Yes, but not always. For example in the following examples, you are right:

با اين كاري كه تو كردي، دلم شكست 
با اين كاري كه تو كردي، كمرم شكست (this is worse)

مرگ او، دلم را شكست 
 مرگ او، كمرم را شكست (this is worse)

But in general, دل شكسته is completely different of كمر شكسته in Persian. For example if a palm tree is partly curved, you can not say:

اين درخت خرما، دل شكسته است

Yes, if a palm tree is droopy and dieing, no problem if you say the above sentence  in parable, but the meaning of it will not be اين درخت خرما كمي خم است, but the meaning is انگار اين درخت خرما از شدت غصه دارد خشك مي‌شود.


----------



## seitt

Many many thanks. Is one of these trees كمر شكسته ?
http://www.flickr.com/photos/40076901@N00/1746427276/


----------



## searcher123

Yes, you can call it as درختي كمر شكسته, but again I must emphasize  that كمر شكسته necessarily is not a specified word for 'middle broken objects',  yea, you can extract the meaning of it too.


----------



## searcher123

And كمرشكسته is not necessarily used for palm trees too. You can use it for any type of tree that normally is straight, but this one is not straight.


----------



## seitt

Oh, I see - I think.

Do I understand rightly that any tree which is not as straight as a telegraph pole is كمرشكسته?

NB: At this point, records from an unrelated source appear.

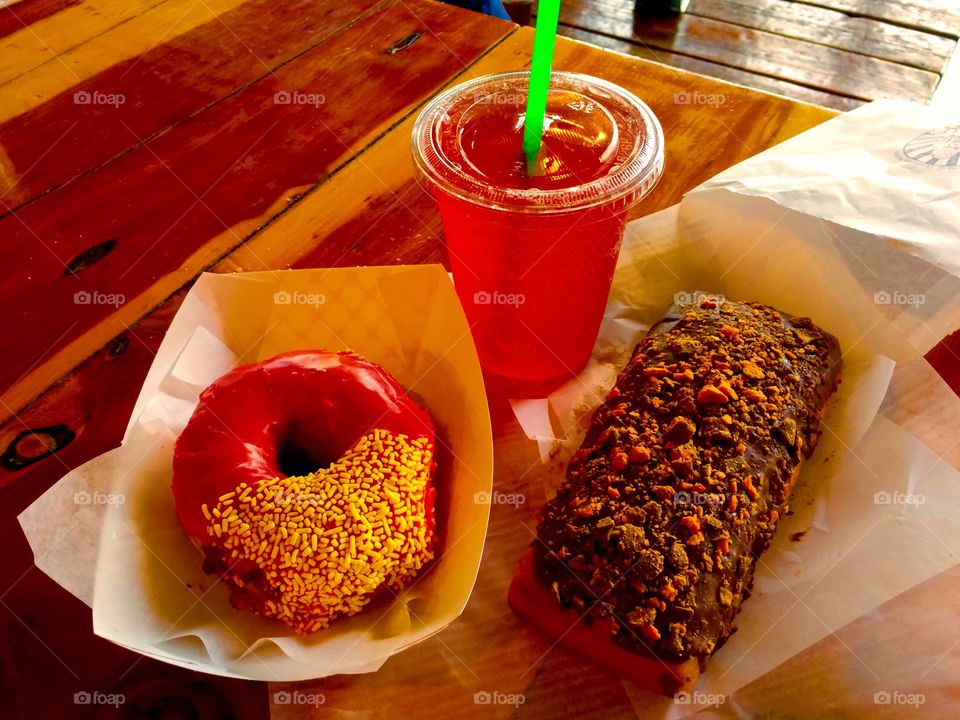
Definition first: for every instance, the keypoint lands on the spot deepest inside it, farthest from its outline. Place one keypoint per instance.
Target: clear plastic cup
(533, 253)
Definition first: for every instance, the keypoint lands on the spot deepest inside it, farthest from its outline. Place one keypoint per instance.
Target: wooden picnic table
(143, 142)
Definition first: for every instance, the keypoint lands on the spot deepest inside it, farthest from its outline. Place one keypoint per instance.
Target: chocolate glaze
(684, 473)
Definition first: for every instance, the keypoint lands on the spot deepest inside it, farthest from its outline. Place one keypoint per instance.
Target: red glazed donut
(300, 546)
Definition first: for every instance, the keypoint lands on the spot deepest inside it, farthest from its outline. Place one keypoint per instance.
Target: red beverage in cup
(533, 249)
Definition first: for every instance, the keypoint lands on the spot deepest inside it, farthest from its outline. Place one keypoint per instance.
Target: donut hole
(304, 449)
(297, 461)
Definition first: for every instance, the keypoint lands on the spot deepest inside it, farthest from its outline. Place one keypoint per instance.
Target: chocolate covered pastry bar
(644, 556)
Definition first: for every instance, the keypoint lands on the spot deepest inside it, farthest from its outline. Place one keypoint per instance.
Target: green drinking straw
(544, 38)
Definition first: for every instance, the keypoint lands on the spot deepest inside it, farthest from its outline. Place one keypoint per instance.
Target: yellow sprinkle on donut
(326, 541)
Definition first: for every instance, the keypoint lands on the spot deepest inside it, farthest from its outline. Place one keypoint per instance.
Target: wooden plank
(90, 258)
(57, 140)
(721, 72)
(822, 26)
(941, 16)
(797, 61)
(45, 39)
(24, 14)
(947, 93)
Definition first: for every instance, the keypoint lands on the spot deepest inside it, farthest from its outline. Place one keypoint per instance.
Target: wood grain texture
(80, 128)
(369, 211)
(181, 201)
(372, 211)
(45, 39)
(721, 72)
(797, 61)
(21, 15)
(823, 26)
(942, 16)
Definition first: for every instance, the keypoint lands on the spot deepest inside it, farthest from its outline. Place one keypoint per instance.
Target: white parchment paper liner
(144, 579)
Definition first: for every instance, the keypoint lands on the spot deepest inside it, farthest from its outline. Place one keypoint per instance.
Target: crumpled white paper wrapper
(126, 553)
(847, 224)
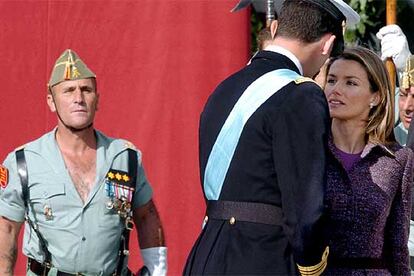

Could I say that the Leaning Tower of Pisa is كمرشكسته? Please see http://amazing-n-weirdworld.blogspot.com/2009/10/leaning-tower-of-pisa.html.


----------



## searcher123

seitt said:


> Oh, I see - I think.
> 
> Do I understand rightly that any tree which is not as straight as a telegraph pole is كمرشكسته?


 If the curve is from middle, yes you can, however, it will be very nicer if you use خميده instead of كمر شكسته.



seitt said:


> Could I say that the Leaning Tower of Pisa is كمرشكسته? Please see http://amazing-n-weirdworld.blogspot.com/2009/10/leaning-tower-of-pisa.html.



No. Because its curvature is on base not in middle.

Please let me have a totalization of my letters.

كمر شكسته exactly at this form, is not a common phrase in Persian. If you use it, Persians will thought you used it as a parable (تمثيل) instead of از كمر خم شده. This phrase in other forms is used for emphasize that an event was very very hard for a person. The only very very common form of this phrase in Persian is as follow:

ا﴿از شدت گناه/غصه/مصيبت﴾ كمر كسي شكستن

or

كمر كسي ﴿زير بار﴾ گناه/غصه/مصيبت شكستن

Examples:
وقتي خبر فوت تمام اعضاي خانواده‌ام در اثر تصادف به من رسيد، كمرم شكست
پسر! كارهاي تو كمرمو شكست
گناهام اينقدر سنگينه كه كمرمو شكسته
مشكلات زندگي كمرمو شكسته
مرگ دخترش كمرشو شكست
اينقدر مصيبت توي زندگي‌اش كشيده كه كمرش شكسته

Not bad for learning, but my recommendation is that don't use it in other forms except the above, in routine conversations, because is not so nice. Even when an object is broken from middle, you can use any nicer sentences instead of از كمر شكستن. For example:

مداد از كمر شكست (No problem to use for a pencil that is broke from middle)
مداد از وسط شكست (Is better, nicer and far commoner)


----------



## seitt

Thank you so much, excellent.


----------